# Photovoltaic Installations

### Problem
Solar energy is underutilized and perhaps misunderstood by the general public in the United States despite the technological advancement and a dramatic reduction in installation prices. It can provide us with clean and stable production of energy should we choose to embrace its pursuit. To enable greater understanding of solar energy's potential, we can use data to predict cost and energy production of photovoltaic installations. However, the cost and sizing can be a great deterrence for most potential clients; therefore, they should be appropriately educated before making this important decision. 

### Clients
The client can be a homeowner or a small business owner trying to decide whether photovoltaic installation is a feasible choice at their location.
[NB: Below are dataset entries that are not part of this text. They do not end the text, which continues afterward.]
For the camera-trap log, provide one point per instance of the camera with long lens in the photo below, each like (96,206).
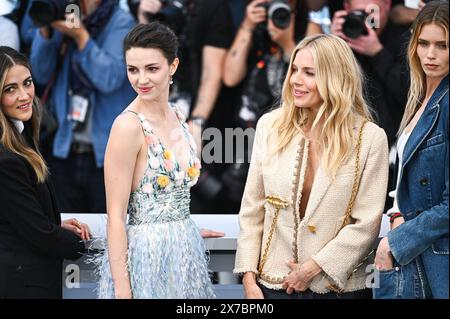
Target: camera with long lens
(44,12)
(355,24)
(172,13)
(279,11)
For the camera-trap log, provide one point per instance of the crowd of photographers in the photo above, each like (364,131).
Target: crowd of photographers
(234,55)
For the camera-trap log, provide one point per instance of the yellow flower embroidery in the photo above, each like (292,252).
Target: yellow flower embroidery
(163,181)
(167,155)
(193,172)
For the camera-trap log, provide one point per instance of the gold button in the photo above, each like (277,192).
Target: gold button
(312,228)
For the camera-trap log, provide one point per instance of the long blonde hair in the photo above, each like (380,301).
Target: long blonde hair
(435,12)
(339,82)
(10,137)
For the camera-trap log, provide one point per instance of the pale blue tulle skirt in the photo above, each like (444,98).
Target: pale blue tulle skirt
(165,261)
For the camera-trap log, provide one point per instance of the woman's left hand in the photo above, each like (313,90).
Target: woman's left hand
(300,276)
(384,259)
(81,229)
(208,233)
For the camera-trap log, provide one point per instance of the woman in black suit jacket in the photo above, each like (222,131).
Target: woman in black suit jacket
(33,241)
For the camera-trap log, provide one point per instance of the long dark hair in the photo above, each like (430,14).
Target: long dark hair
(435,12)
(10,137)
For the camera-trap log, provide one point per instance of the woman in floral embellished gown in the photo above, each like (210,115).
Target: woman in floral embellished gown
(159,252)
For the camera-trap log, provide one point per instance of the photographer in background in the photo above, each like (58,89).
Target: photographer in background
(404,13)
(89,91)
(9,35)
(382,54)
(259,58)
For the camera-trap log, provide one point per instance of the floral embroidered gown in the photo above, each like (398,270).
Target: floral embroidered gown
(166,253)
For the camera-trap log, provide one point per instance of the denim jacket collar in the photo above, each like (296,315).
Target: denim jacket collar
(426,122)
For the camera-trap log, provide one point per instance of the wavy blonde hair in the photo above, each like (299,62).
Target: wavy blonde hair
(339,82)
(435,12)
(10,137)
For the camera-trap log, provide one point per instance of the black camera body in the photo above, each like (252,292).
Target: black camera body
(355,24)
(279,11)
(173,13)
(44,12)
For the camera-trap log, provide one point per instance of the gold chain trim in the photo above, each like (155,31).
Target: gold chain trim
(348,212)
(279,203)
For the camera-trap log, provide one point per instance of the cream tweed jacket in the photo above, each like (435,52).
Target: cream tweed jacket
(317,235)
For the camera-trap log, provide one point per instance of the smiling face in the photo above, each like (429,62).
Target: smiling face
(303,81)
(149,72)
(432,50)
(17,94)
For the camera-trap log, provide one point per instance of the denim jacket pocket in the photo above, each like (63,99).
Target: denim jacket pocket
(388,284)
(440,246)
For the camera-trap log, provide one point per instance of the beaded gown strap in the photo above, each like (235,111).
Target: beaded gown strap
(142,119)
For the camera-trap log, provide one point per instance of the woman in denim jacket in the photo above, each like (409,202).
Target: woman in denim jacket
(413,258)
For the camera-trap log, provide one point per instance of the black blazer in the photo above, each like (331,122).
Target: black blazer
(32,243)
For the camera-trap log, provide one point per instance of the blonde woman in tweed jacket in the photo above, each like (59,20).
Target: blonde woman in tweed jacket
(317,182)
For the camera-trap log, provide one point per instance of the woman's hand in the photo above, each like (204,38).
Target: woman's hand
(251,289)
(384,259)
(208,233)
(80,229)
(123,293)
(300,276)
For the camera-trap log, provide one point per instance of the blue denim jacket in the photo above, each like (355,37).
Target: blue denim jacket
(422,196)
(102,61)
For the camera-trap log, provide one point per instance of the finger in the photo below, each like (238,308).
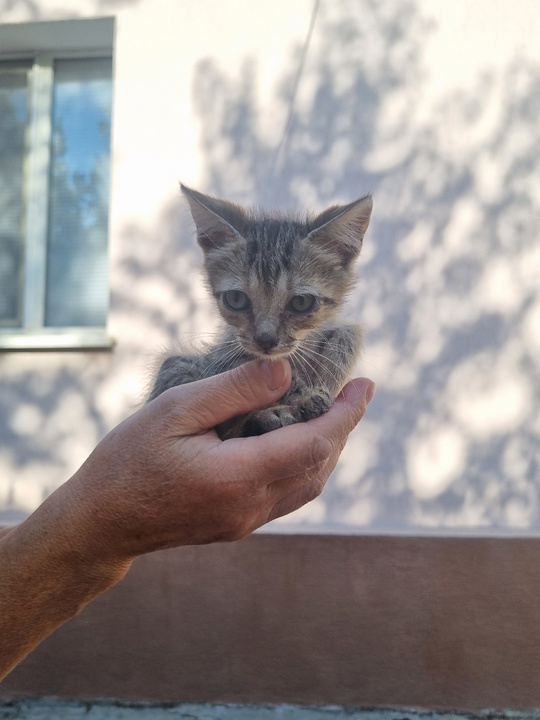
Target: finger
(290,451)
(204,404)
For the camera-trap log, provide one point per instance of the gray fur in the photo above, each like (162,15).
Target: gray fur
(266,260)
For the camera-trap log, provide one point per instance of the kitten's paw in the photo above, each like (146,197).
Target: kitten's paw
(263,421)
(313,406)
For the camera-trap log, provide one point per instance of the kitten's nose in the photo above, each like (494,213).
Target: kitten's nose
(266,340)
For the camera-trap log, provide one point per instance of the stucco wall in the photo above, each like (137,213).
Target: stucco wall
(431,106)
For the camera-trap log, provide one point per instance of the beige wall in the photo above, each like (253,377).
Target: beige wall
(432,106)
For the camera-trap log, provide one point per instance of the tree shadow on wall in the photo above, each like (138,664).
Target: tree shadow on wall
(446,294)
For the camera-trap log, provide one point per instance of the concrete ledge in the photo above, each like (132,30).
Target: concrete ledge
(436,623)
(46,709)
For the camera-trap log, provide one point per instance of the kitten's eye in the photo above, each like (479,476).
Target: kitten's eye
(236,300)
(302,304)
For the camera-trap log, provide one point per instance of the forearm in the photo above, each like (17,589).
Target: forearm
(47,576)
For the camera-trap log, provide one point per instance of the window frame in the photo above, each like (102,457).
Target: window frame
(59,43)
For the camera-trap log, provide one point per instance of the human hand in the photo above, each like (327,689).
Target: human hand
(163,478)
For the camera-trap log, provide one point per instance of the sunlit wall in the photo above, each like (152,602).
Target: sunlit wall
(433,107)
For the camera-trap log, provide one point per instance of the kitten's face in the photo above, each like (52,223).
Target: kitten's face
(276,279)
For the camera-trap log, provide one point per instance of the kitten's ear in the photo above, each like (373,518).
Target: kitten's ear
(341,228)
(218,222)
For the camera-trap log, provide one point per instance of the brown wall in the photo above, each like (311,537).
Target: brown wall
(365,621)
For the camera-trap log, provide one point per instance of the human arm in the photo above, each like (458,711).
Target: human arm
(163,478)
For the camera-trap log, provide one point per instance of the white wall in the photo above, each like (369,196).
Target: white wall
(432,106)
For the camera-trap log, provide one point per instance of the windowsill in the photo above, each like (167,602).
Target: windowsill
(56,339)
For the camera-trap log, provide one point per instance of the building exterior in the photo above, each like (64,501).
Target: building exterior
(433,107)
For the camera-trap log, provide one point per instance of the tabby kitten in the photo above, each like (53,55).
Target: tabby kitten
(279,283)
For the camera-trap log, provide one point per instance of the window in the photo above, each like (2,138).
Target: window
(55,119)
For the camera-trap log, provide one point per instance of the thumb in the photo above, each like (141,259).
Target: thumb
(205,403)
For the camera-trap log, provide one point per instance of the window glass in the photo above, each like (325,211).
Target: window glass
(13,137)
(76,278)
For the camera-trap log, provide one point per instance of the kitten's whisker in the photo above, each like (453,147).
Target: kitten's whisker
(314,356)
(222,361)
(304,360)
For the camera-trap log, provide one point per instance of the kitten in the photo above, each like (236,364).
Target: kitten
(279,283)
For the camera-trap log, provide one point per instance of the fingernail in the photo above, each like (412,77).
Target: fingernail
(367,387)
(274,373)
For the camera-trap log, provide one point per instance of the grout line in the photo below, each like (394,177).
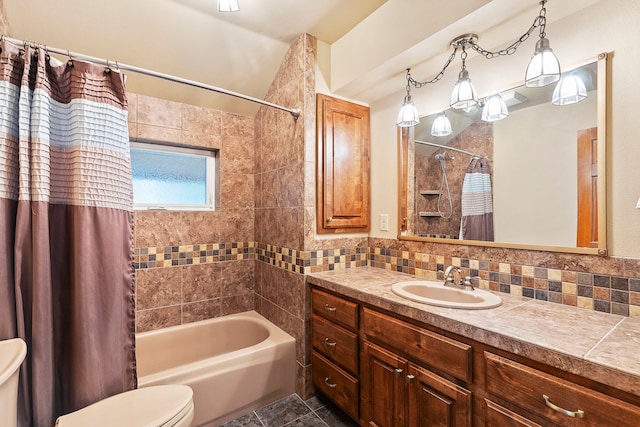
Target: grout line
(603,338)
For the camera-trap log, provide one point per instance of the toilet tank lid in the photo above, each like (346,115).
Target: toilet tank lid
(148,406)
(12,353)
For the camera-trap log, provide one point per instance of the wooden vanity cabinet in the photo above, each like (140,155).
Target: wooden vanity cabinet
(342,192)
(538,396)
(385,371)
(335,354)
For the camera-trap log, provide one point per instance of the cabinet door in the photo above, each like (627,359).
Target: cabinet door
(383,391)
(434,401)
(343,166)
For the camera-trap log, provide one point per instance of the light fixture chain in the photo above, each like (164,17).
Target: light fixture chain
(539,21)
(418,84)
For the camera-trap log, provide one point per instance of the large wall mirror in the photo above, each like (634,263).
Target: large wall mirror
(546,168)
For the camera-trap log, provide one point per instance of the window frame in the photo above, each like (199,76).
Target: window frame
(211,165)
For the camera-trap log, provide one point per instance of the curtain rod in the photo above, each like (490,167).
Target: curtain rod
(433,144)
(295,112)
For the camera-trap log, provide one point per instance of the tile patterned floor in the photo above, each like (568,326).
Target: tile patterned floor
(292,411)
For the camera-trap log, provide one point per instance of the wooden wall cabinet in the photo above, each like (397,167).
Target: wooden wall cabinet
(343,144)
(334,358)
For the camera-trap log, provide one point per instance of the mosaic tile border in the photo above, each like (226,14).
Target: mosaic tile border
(302,262)
(172,256)
(305,262)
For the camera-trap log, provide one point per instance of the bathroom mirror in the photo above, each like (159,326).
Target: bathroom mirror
(546,165)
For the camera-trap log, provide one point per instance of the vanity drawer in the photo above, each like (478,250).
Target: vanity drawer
(334,308)
(525,387)
(435,350)
(335,343)
(336,384)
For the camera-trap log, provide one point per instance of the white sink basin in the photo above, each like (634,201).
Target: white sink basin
(435,293)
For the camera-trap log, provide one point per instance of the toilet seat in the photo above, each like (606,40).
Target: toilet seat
(158,406)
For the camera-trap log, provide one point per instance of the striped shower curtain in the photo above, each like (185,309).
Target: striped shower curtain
(66,230)
(477,205)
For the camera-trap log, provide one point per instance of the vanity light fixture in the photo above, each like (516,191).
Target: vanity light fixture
(494,109)
(408,115)
(542,70)
(228,6)
(464,94)
(441,125)
(569,90)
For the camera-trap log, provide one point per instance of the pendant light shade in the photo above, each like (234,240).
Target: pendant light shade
(408,115)
(569,90)
(544,67)
(494,109)
(464,94)
(441,125)
(228,5)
They want to estimate the capacity of the array for their needs as well as the cost and rebates.


### Dataset



In [7]:
import pandas as pd
pv = pd.read_csv('Capstone/openpv_all.csv', sep=',', low_memory=False)

In [13]:
print(pv.info())


<class 'pandas.core.frame.DataFrame'>
RangeIndex: 1020583 entries, 0 to 1020582
Data columns (total 81 columns):
state                          1020583 non-null object
date_installed                 1020578 non-null object
incentive_prog_names           797958 non-null object
type                           1020578 non-null object
size_kw                        1020578 non-null float64
appraised                      224036 non-null object
zipcode                        1020578 non-null float64
install_type                   978002 non-null object
installer                      702521 non-null object
cost_per_watt                  763002 non-null float64
cost                           999030 non-null object
lbnl_tts_version_year          797958 non-null float64
lbnl_tts                       797958 non-null object
city                           799016 non-null object
utility_clean                  792720 non-null object
tech_1                         580919 non-null object
model1_clean  

This dataset contains solar array installations across the United States between the years 1998 and January 2018. For each location, we have the installation's associated cost, state rebate amount, capacity, local annual insolation/radiation, annual power output (estimate), and the reported power output. 

### Data Wrangling/Cleaning

The original data contained over 1 millions rows, it had entire columns with missing values and columns with very little data. After dropping columns, some of the data types appeared to be incorrect. Numerical columns such as cost and rebate were in fact strings because they contained symbols like the dollar sign, leading/trailing spaces, and commas. Various symbols had to be found and removed before converting data types then all strings were converted to lower case for consistency. Other inconsistencies were found within the city names. For example, the city name column contained two versions of *'st. louis'* where the period was missing in some cases. As a result, the period was stripped all together to maintain consistency for all cities. Other minor spelling errors were found in the *install type* column and corrected. 

A number of APIs were used to add or correct information to the original dataset. For example, the column for incentive program names and solar radiation contained missing values which were filled in using the National Renewable Energy Laboratory (NREL) API. A column for city population was also added through the use of an API which contained 1000 largest cities in the US. The dataset was then filtered to contain only those 1,000 largest cities with population ranging from about 36,000 to abbout 8 million.


### Initial Findings

The exploratory data analysis mostly focused on the following questions:

1. Which states have the cheapest and most expensive installations; which states have highest incentives? 

2. How have the prices changed over the years?

3. Which factors contribute the most to the total cost? 


It is worth mentioning that the state of California had more rows than all other states combined. Although there is some bias towards a single state there is still enough information contained within the data for other states to have a meaningful analysis. In addition, it was found that most of the installations types were residential.


**Which states have the cheapest and most expensive installations; which states have highest incentives?**

Over the past 20 years, on average, the most expensive installation costs were in New Jersey(`$`49,282.18), Florida(`$`34,231.69), and Pennsylvania (`$`33,941.69), respectively. The highest rebates were achieved by New Jersey(`$`18,322.60), Florida(`$`15,437.61), and Connecticut(`$`11,637.82). The cheapest installation costs were in Michigan(`$`8,000), Illinois(`$`13,000), and Indiana(`$`16,453.15). Also, it's important to note that these figures encompass the past 20 years and are not representative of the most recent figures. 



**How have the prices changed over the years?**

Installation costs peaked between years 2008 and 2009 and have been declining since that time. To be more precise, installation costs have declined about 51% since 2008. It is also important to note that the *cost per watt* has actually been declining since 1998 with a change of 77%. During the period of 1998 to 2018 the number of installations and number of rebates has increased dramatically due to the change in costs and advancements in photovoltaic technology. These developments have created more favorable conditions for the consumer to switch to solar power. 


**Which factors contribute the most to the total cost?**

It is no surprise to find that a large capacity system (10kW) would cost more than a relatively small capacity (3kW). The capacity of the system is one of the major contributors to the installation cost. However, since insolation rates vary depending on geographic location, a system of same capacity (ex. 5kW) will not produce the same amount of energy around the country. So, dependning on how much energy a home consumes annually, the system capacity will be sized accordingly. Thus the cost will also depend on the amount of energy a home consumes throughout the year.